Como toda novela histórica bien documentada, también El testigo invisible nos sirve para aprender Historia. La política interna y externa, las relaciones internacionales, las guerras, la vida en la corte imperial, los constantes choques entre el mundo rural y la ciudad, la complicada situación de la economía rusa, su sociedad piramidal y las luchas entre los revolucionarios, divididos en varios bloques, son temas que trata la autora en las páginas de la novela. No lo hace de forma directa, pero el lector que sepa leer entre líneas podrá utilizar esta historia como una manera de aprender cómo era la Rusia del primer cuarto del siglo XX. Una Rusia en la que jugó un papel primordial Grigori Efimovich, más conocido como Rasputín. Personaje que bien merecería un capítulo aparte merced a su gran capacidad para influir en su amiga personal Alejandra Fiodorovna, esposa consorte de Nicolás II, quien influía a su vez en su esposo.
Tanto es así que Carmen Posadas toma como punto de partida para su novela una carta de Rasputín a Nicolás II. Escrita pocos días antes de su asesinato, decía así: sé que partiré antes del 1 de enero. Si muero a manos de mis hermanos los campesinos rusos, nada habréis de temer, y vuestro linaje reinará por cuatrocientos años. Pero si son vuestros parientes ricos quienes procuran mi muerte, ni vosotros ni ninguno de vuestros cinco hijos me sobrevivirá más de dos años. Moriréis a manos del pueblo de Rusia. Ya no estoy entre los vivos, me matarán en breve, pero mi muerte se replicará en la vuestra como los círculos concéntricos que produce una piedra al caer en las aguas de un estanque. Profecía o maldición, lo cierto es que el vaticinio del místico de Pokrovskoye - asesinado en diciembre de 1916- se cumplió de forma escrupulosa. Y aterradora. Esa especie de Jesucristo, sanador y adivino, influyó incluso demasiado en la zarina Alejandra.

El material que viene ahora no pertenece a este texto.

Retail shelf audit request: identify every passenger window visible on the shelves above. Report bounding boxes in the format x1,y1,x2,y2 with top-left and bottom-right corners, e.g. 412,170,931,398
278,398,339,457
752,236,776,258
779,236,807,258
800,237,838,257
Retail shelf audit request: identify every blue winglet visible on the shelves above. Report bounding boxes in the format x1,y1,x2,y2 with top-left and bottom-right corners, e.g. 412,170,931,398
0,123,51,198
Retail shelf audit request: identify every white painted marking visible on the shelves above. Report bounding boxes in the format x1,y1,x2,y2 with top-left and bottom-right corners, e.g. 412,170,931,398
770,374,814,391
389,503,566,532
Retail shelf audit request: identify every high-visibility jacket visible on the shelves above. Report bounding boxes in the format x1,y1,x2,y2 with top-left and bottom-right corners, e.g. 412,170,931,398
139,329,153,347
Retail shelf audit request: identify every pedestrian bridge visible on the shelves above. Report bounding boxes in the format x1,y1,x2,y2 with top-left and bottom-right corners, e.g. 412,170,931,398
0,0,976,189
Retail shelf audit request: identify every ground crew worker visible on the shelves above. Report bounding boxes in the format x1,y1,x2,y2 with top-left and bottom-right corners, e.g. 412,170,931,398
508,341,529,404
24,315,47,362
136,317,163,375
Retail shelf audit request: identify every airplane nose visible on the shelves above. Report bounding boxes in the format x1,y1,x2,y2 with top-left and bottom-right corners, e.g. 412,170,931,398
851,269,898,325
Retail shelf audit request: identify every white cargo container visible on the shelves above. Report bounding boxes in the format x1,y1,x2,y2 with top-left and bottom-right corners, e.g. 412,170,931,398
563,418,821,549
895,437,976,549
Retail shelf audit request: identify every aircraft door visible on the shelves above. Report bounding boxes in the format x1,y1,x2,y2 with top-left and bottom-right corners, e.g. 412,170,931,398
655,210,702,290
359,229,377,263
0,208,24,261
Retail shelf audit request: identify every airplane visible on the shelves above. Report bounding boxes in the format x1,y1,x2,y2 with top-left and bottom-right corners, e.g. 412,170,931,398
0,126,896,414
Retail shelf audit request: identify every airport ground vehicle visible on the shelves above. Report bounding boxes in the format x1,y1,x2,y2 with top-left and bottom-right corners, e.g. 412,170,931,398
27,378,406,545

Para bien y para mal.
La amistad entre Leo y Iuri, un enano water baby que lo dobla en edad pero no en tamaño corporal; la relación entre las grandes duquesas -Olga, Tatiana, María y Anastasia-, que componen en el reino de OTMA (sus habitaciones imperiales) una especie de mosquetería dumasiana bajo el lema de todas para una y una para todas; las intrigas para asesinar a Rasputín y al zar; las divisiones entre los agentes revolucionarios; la mala prensa de que gozaba la zarina; el deseo de Leonid de dejar constancia de lo ocurrido casi ochenta años atrás antes de que su enfermedad le venza al fin; y su estrecha confianza con María, la auxiliar de clínica que lo atiende en el hospital de Montevideo en el que va muriendo poco a poco, y a quien le encomienda dar a conocer su historia una vez él haya partido, componen un mural en forma de libro que el lector debe leer hasta su final de forma adictiva. Aunque sepa desde el principio cuál es su desenlace. Y, cuando se conoce el final de una historia y aún así el lector devora sus páginas, es porque merece la pena. Por su forma y por su fondo. Sin duda, El testigo invisible es una gran novela.